Preserving normalcy in your house will lessen your dog's stress, even if it will be challenging once packing gets started. This includes discarding or recycling garbage and old materials, keeping boxes orderly - both packed and unpacked - and delaying packing furniture or bulky objects as long as you can.
Especially on longer or international trips, microchips (confirmed to be working by your vet) as well as any and all medical paperwork will need to be at your fingertips. While you shouldn’t expect your dog to rush into the moonlit night at a rest area, if he does, you’ll want to be able to track them without issue.
Coordinate Moving Day With Your Dog
Everyone experiences stress on moving day, and if your pet is taken care of, you won't have to worry about them as much. You should arrange for pet care many weeks in advance, whether it is with a daycare, a pet sitter, friends or members of your family.
When they witness strangers removing their favorite furnishings and comfortable surroundings, dogs may experience chaos.
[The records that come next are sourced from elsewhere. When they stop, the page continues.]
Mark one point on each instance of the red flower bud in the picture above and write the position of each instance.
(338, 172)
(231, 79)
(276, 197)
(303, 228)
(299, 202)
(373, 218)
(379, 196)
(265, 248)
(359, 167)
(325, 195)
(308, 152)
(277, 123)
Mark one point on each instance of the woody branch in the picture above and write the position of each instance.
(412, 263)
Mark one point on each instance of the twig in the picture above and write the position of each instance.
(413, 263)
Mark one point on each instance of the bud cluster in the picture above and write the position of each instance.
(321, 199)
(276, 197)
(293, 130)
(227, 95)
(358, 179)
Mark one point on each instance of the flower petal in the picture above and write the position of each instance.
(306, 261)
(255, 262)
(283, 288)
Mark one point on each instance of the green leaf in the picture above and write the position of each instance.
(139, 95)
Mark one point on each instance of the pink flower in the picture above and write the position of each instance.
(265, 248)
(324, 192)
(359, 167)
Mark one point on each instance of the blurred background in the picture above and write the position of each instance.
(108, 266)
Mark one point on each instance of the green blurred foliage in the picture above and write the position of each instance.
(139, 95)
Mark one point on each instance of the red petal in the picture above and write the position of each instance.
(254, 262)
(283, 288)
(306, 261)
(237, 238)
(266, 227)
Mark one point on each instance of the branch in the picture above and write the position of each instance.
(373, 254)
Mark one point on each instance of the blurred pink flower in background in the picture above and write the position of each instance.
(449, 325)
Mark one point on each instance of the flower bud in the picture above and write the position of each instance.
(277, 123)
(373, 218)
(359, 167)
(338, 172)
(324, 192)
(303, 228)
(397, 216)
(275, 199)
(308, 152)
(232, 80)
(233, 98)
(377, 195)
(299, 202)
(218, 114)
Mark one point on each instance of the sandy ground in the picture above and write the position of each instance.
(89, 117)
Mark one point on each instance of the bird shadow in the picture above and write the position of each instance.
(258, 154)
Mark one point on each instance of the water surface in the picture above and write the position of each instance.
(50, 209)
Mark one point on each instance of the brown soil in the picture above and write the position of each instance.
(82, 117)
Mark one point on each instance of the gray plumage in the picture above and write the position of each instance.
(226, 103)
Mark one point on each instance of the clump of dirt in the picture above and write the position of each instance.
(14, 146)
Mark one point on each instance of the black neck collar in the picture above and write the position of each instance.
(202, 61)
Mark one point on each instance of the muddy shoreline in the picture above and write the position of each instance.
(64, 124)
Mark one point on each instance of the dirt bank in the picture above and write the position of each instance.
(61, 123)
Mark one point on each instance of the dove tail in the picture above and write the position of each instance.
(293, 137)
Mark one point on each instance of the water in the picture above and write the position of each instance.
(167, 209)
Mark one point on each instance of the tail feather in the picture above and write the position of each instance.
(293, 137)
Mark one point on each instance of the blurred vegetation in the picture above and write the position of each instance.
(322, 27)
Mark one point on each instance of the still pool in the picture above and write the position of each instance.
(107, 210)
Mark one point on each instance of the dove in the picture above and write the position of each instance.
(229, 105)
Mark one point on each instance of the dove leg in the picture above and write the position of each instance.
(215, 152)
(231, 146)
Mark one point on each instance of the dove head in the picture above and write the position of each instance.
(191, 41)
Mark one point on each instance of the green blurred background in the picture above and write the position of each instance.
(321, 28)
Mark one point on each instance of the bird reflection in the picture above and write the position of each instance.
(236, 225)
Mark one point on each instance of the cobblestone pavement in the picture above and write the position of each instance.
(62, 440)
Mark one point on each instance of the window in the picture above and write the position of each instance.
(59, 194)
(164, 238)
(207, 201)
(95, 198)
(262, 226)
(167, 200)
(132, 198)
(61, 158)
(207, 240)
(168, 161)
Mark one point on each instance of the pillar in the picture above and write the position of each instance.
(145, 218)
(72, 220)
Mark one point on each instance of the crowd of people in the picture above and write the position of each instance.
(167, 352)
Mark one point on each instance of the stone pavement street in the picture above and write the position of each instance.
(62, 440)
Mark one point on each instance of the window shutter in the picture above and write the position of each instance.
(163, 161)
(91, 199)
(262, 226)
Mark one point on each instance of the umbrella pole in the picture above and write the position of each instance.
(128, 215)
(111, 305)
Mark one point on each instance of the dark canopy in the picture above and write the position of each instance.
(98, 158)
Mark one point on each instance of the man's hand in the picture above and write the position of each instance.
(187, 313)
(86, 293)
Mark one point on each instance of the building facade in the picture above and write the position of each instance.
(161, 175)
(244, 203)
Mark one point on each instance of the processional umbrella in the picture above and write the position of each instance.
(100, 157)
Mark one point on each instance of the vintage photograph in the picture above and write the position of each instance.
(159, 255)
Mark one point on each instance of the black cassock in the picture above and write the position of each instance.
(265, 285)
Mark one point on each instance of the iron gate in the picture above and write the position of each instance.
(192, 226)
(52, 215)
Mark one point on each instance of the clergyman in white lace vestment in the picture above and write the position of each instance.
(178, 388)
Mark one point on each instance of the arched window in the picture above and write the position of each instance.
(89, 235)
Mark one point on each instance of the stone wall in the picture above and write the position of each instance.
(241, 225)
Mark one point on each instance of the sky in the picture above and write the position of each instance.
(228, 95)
This internal turmoil may express itself externally, so we want to lessen this as much as possible. If at all feasible, set up a dog rendezvous with a dependable friend or family member who can watch over your dog while you relocate.
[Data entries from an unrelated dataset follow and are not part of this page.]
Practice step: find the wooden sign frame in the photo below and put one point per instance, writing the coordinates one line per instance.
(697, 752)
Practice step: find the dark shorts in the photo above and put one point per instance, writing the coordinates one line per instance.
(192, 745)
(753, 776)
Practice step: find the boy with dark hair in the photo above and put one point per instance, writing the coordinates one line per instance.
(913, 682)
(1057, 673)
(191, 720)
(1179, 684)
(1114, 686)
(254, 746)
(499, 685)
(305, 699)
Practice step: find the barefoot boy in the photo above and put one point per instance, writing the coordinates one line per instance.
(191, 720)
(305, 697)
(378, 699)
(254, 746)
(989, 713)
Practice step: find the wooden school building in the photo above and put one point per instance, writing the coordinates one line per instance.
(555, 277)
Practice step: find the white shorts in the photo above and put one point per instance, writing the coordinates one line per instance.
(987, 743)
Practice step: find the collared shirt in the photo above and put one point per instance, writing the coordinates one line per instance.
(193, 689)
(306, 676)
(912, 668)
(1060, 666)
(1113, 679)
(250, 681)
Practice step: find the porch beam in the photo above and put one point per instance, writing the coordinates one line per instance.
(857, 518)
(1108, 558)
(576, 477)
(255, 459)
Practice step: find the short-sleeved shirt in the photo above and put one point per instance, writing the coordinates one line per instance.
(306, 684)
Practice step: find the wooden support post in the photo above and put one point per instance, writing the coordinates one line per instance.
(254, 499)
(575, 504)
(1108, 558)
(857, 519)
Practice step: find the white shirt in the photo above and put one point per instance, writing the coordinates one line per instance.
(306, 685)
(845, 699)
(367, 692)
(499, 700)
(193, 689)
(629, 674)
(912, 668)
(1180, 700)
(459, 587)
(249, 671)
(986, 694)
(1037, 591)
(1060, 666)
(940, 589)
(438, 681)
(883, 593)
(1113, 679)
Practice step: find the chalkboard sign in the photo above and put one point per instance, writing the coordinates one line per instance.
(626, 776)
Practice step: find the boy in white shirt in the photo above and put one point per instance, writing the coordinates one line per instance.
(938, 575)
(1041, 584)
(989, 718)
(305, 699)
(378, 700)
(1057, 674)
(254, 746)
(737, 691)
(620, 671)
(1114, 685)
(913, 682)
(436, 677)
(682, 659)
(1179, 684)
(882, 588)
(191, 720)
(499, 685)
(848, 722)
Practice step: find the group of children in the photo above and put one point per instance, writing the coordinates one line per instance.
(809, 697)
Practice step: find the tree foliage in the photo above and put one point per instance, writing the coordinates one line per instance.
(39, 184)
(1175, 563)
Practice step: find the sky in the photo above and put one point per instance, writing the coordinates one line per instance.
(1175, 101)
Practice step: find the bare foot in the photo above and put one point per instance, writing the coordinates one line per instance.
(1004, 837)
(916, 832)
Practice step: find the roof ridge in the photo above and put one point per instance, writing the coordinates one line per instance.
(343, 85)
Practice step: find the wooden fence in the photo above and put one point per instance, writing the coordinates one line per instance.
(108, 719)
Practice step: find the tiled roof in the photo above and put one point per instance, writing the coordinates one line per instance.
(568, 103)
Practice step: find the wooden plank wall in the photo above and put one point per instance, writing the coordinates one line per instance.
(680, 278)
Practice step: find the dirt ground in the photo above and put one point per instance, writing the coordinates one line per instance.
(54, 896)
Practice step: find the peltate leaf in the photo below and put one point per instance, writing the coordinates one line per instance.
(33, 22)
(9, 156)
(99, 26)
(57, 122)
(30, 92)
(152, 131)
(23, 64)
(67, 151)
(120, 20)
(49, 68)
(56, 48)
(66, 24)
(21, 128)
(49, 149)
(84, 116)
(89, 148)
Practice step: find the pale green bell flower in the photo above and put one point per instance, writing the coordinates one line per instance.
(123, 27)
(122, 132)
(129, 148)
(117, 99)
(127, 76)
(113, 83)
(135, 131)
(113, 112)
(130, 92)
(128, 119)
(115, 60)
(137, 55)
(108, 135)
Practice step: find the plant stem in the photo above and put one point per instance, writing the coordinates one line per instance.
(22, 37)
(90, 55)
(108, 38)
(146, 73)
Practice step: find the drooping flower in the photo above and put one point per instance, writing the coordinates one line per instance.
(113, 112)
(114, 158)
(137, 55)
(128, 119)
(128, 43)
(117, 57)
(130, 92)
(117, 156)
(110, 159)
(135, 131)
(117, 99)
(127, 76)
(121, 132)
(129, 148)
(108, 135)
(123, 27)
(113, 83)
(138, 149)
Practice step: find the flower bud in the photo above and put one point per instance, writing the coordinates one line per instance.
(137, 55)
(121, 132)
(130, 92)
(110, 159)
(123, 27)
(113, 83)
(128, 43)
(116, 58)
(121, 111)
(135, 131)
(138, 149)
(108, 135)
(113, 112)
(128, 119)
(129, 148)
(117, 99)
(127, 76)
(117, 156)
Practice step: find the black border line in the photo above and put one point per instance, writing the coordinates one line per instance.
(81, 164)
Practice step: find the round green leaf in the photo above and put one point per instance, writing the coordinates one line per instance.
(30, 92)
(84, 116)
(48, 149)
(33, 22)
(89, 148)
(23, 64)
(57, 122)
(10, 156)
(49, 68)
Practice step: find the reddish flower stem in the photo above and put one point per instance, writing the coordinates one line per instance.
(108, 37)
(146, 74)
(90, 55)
Put your dog in a kennel or a quiet area where movers won't go if that isn't an option. Designating “off-limit” spaces for strangers could make things so much easier.
You'll want to have your dog with you as much as possible, aside from dropping it off on moving day. Being together might help keep your dog's stress levels down because they are linked to you. In the event that your dog has nowhere to go, this is incredibly crucial.
Something that most of us don’t consider is finding a restroom. Accidents can and will happen, especially on prolonged outings in the car or on a plane. Consider safely reducing your puppy’s food intake in the days leading up to the move. This will greatly decrease the chances of a bathroom mishap.
Introducing Your Dog to Your New Home
You’ve done your due diligence. Plans have been made and they’re ready to be executed. It’s time for the moment of truth. Will your dog like its new surroundings?
Consider making your new home as close to your old home as possible, at least as far as your puppy pal is concerned. The walls are different. The floors are different. Maybe the furniture is different. At least it will be configured in an unfamiliar fashion.
But if they can have some sort of relative consistency between what your old house used to be versus what your new place is, it’ll be much easier for them to recover from the transition.
Even though your dog may be fully grown, you’ll still need to walk through the necessary steps of puppy-proofing everything. (We have some tips for how to puppy proof your home here.)
Stress will happen. It’s unavoidable. Anything you can do to limit this in scope for your dog will make things so much easier. The more you do to curb this by considering anything and everything that might occur to you and your dog, the safer and smoother the transition will be.
Keep to as many routines as possible and as many organized areas that can remain the same, do so. You’ll be adjusting with your furry friend in perfect synchronicity. In no time, you’ll both be calling your new surroundings home.